- Born: Virginie Bonnaillie 3 October 1976 (age 49) Calais, France
- Education: Paris-Sud University Ecole Normale Supérieure Paris-Saclay
- Occupations: Mathematician and research director
- Known for: Irène-Joliot-Curie Prize

= Virginie Bonnaillie-Noël =

French mathematician

Virginie Bonnaillie-Noël (born 3 October 1976 in Calais) is a French mathematician and research director specializing in numerical analysis. Her research topics concern partial differential equations, asymptotic, spectral and numerical analysis of problems arising from physics or mechanics.

== Life and work ==
After completing her preparatory classes at Faidherbe high school in Lille between 1994 and 1997, Bonnaillie-Noël entered Paris-Sud University where she obtained a bachelor's degree in 1998 and a master's degree in 1999. The same year, she was admitted to the Ecole Normale Supérieure Paris-Saclay (ENS) where she obtained the aggregation in 2000 with the option of numerical analysis. In 2001, she obtained a Diploma of Advanced Studies (DEA) in Numerical Analysis and Partial Differential Equations.

Between 2001 and 2003 she completed a thesis (as Virginie Bonnaillie) under the supervision of François Alouges and Bernard Helffer titled Mathematical analysis of superconductivity in a corner domain: semi-classical and numerical methods, which explored interdisciplinarity between physics and mathematics, at the border of numerical analysis, partial differential equations and spectral theory.

In 2004, she joined the Mathematical Research Institute of Rennes (IRMAR) as a research fellow.
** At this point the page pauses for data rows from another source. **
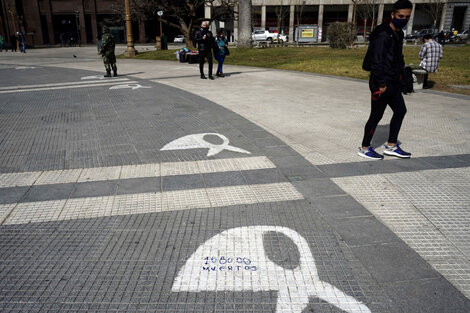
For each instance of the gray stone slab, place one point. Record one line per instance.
(428, 296)
(213, 180)
(11, 195)
(49, 192)
(182, 182)
(94, 189)
(139, 185)
(318, 187)
(264, 176)
(367, 230)
(393, 262)
(341, 206)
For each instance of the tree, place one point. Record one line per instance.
(281, 14)
(367, 10)
(434, 9)
(181, 14)
(244, 23)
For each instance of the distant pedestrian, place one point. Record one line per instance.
(62, 39)
(13, 42)
(386, 70)
(22, 42)
(430, 55)
(205, 43)
(441, 38)
(107, 52)
(220, 52)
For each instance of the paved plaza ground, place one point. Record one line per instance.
(157, 191)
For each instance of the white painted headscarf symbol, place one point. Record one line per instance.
(93, 77)
(246, 243)
(129, 86)
(196, 141)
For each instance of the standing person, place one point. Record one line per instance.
(386, 66)
(205, 42)
(430, 55)
(107, 52)
(220, 52)
(13, 42)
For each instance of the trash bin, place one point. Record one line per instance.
(164, 43)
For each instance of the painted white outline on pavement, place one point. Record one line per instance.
(250, 269)
(196, 141)
(129, 86)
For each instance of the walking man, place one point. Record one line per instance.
(386, 70)
(430, 55)
(107, 52)
(205, 43)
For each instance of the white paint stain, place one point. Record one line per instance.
(244, 245)
(129, 86)
(196, 141)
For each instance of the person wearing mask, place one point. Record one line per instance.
(107, 52)
(386, 72)
(220, 52)
(205, 43)
(430, 55)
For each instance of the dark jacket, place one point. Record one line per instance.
(387, 61)
(204, 44)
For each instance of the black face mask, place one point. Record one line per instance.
(399, 23)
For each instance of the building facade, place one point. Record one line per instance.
(49, 22)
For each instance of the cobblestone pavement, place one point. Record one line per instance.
(131, 195)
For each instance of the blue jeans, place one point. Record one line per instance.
(220, 59)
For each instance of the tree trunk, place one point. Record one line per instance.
(244, 24)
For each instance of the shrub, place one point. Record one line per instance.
(340, 35)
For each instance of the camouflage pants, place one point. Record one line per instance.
(110, 63)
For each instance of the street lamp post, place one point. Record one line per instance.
(130, 52)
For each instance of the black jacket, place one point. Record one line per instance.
(387, 61)
(204, 44)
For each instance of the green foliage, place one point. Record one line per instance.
(340, 35)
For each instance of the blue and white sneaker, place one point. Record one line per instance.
(370, 153)
(396, 151)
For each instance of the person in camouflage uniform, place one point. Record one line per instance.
(107, 52)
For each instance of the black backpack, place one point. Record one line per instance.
(366, 64)
(407, 81)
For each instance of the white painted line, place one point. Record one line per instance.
(134, 171)
(59, 84)
(90, 207)
(235, 260)
(63, 87)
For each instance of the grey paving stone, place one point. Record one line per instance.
(11, 195)
(341, 206)
(318, 187)
(428, 296)
(213, 180)
(139, 185)
(363, 230)
(49, 192)
(94, 189)
(393, 262)
(182, 182)
(264, 176)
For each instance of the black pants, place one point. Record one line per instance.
(207, 54)
(393, 97)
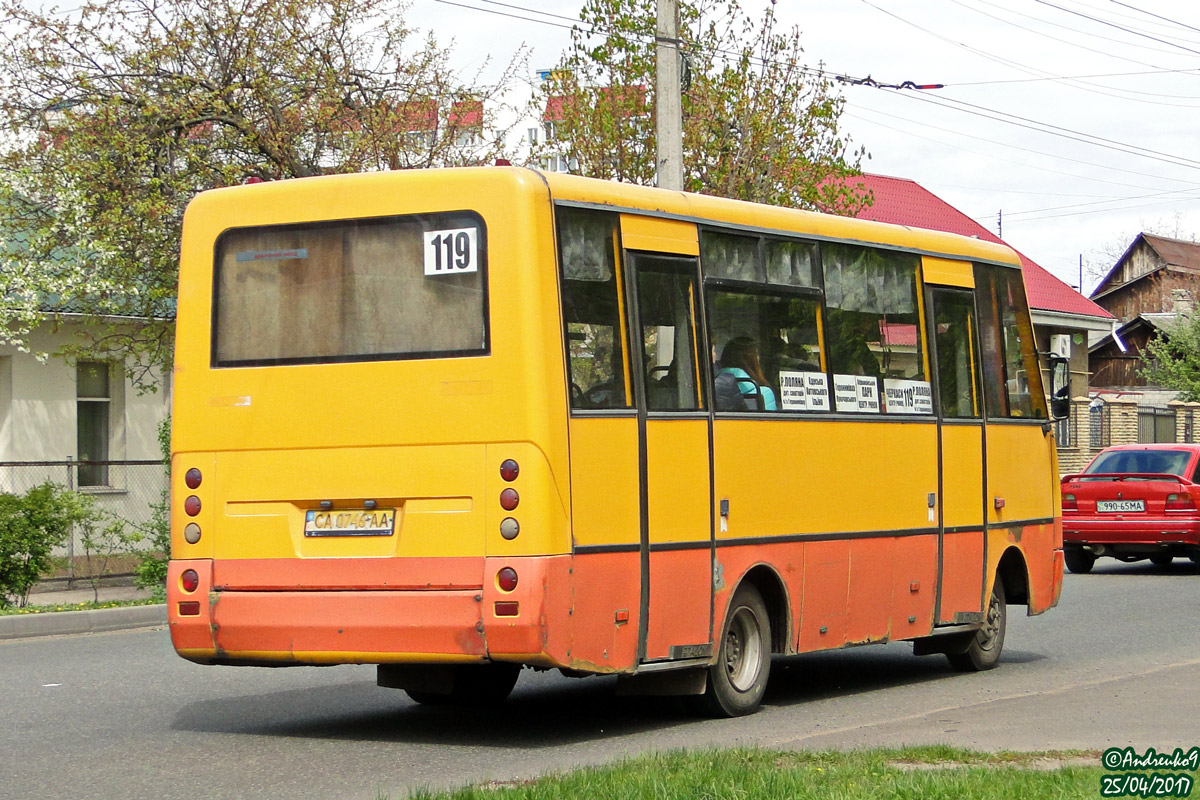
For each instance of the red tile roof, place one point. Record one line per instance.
(906, 203)
(466, 114)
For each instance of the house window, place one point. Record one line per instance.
(94, 403)
(1062, 433)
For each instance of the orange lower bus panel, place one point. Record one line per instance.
(370, 625)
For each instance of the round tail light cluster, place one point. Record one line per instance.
(509, 499)
(507, 578)
(190, 581)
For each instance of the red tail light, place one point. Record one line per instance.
(192, 477)
(1180, 503)
(190, 581)
(509, 470)
(507, 578)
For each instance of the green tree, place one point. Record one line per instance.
(757, 124)
(113, 116)
(1173, 359)
(31, 525)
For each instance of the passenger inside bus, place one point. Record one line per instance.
(741, 383)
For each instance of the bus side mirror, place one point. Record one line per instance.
(1060, 388)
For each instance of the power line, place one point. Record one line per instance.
(1101, 74)
(1150, 13)
(1009, 62)
(1128, 30)
(1037, 152)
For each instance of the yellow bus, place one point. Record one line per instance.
(457, 422)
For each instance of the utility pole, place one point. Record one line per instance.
(669, 104)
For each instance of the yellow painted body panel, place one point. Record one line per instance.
(817, 476)
(659, 235)
(947, 272)
(963, 475)
(605, 492)
(677, 480)
(762, 217)
(1020, 463)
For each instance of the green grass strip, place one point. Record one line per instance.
(916, 774)
(77, 607)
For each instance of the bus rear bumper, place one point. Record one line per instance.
(285, 627)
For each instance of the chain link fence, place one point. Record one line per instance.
(130, 491)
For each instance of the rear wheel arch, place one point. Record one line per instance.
(774, 595)
(1014, 572)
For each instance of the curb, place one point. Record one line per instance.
(19, 626)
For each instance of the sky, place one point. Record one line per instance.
(1069, 122)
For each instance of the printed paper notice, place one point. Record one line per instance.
(857, 394)
(907, 396)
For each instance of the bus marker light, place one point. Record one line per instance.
(190, 581)
(509, 528)
(192, 479)
(507, 579)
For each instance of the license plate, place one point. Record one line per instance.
(1120, 505)
(351, 522)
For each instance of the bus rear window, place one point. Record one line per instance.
(352, 290)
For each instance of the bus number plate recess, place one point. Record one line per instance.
(351, 522)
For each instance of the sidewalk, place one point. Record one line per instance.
(18, 626)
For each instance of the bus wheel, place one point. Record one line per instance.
(985, 645)
(1079, 560)
(738, 679)
(473, 685)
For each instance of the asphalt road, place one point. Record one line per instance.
(119, 715)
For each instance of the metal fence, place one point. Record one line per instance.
(125, 489)
(1156, 425)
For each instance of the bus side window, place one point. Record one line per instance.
(1012, 377)
(763, 310)
(873, 320)
(592, 310)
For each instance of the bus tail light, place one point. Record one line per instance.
(509, 470)
(510, 528)
(507, 608)
(190, 581)
(507, 578)
(1180, 503)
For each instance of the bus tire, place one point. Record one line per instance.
(473, 685)
(1079, 560)
(738, 679)
(988, 642)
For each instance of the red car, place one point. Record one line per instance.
(1133, 503)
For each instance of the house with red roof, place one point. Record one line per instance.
(1063, 319)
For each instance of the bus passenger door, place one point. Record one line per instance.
(677, 530)
(955, 337)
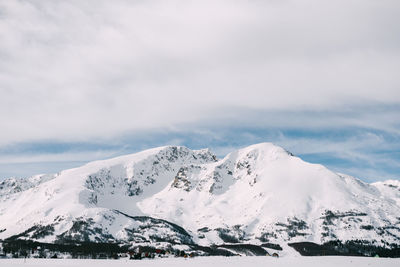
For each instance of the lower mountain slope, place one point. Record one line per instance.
(259, 196)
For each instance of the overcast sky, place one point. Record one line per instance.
(85, 80)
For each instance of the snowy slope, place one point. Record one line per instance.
(264, 193)
(255, 195)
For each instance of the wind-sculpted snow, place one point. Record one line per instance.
(261, 195)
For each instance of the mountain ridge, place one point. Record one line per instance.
(255, 195)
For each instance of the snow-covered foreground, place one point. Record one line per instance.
(213, 261)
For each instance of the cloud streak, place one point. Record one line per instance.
(122, 76)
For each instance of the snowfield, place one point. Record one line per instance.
(214, 261)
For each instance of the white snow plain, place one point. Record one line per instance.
(326, 261)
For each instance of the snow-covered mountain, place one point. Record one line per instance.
(259, 195)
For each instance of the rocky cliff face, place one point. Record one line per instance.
(174, 196)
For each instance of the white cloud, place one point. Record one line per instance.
(78, 70)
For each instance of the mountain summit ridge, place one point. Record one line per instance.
(257, 194)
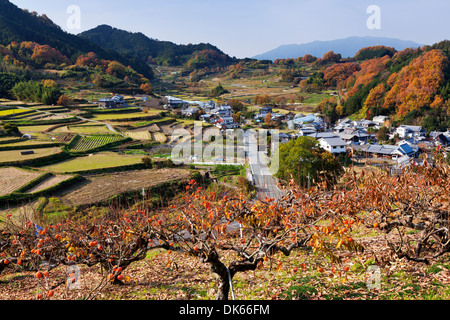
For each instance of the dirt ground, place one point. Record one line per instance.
(100, 187)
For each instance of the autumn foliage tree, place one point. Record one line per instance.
(232, 235)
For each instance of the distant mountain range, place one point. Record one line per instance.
(347, 47)
(139, 45)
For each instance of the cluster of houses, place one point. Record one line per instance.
(348, 136)
(112, 103)
(209, 112)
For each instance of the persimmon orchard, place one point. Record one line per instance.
(232, 234)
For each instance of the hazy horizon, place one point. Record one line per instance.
(248, 27)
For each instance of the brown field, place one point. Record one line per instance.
(15, 155)
(54, 180)
(12, 179)
(100, 187)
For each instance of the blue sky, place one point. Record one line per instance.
(244, 28)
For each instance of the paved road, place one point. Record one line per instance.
(266, 185)
(110, 127)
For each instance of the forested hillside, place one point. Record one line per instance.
(18, 25)
(155, 51)
(412, 85)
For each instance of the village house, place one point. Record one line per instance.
(226, 122)
(381, 121)
(353, 135)
(115, 102)
(335, 145)
(406, 131)
(385, 151)
(190, 111)
(174, 103)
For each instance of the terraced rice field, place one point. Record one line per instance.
(9, 112)
(116, 183)
(139, 135)
(96, 161)
(15, 155)
(50, 182)
(12, 179)
(92, 142)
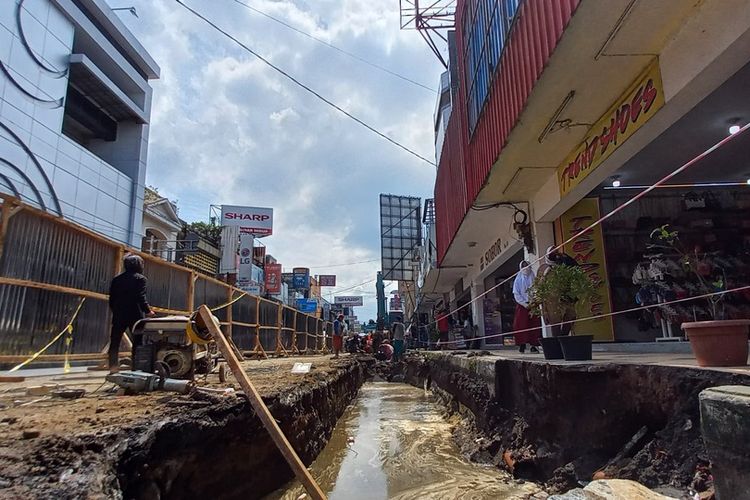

In 2011, she obtained authorization to direct research at the University of Rennes I. In 2014, she left IRMAR to direct research in the Mathematics and Applications Department of ENS.

In addition to her official work, Bonnaillie-Noël has frequently spoken about gender parity in science and research to encourage more young people to participate in the sciences.

== Distinctions ==
- 2008: CNRS bronze medal
- 2009: Irène-Joliot-Curie Prize in the young female scientist category
- 2011: Chevalier of the National Order of Merit by Cédric Villani
- 2021: Officer of the National Order of Merit

== Selected publications ==
- Bonnaillie-Noël, V., & Dauge, M. (2006, August). Asymptotics for the low-lying eigenstates of the Schrödinger operator with magnetic field near corners. In Annales Henri Poincaré (Vol. 7, No. 5, pp. 899–931). Birkhäuser-Verlag.
- Bonnaillie-Noël, V., & Fournais, S. (2007). Superconductivity in domains with corners. Reviews in Mathematical Physics, 19(06), 607-637.
- Bonnaillie-Noël, V., Dambrine, M., Tordeux, S., & Vial, G. (2009). Interactions between moderately close inclusions for the Laplace equation. Mathematical Models and Methods in Applied Sciences, 19(10), 1853-1882.
- Bonnaillie-Noël, V., Dambrine, M., Hérau, F., & Vial, G. (2010). On generalized Ventcel's type boundary conditions for Laplace operator in a bounded domain. SIAM journal on mathematical analysis, 42(2), 931-945.
- Bonnaillie-Noël, V., Helffer, B., & Vial, G. (2010). Numerical simulations for nodal domains and spectral minimal partitions. ESAIM: Control, Optimisation and Calculus of Variations, 16(1), 221-246.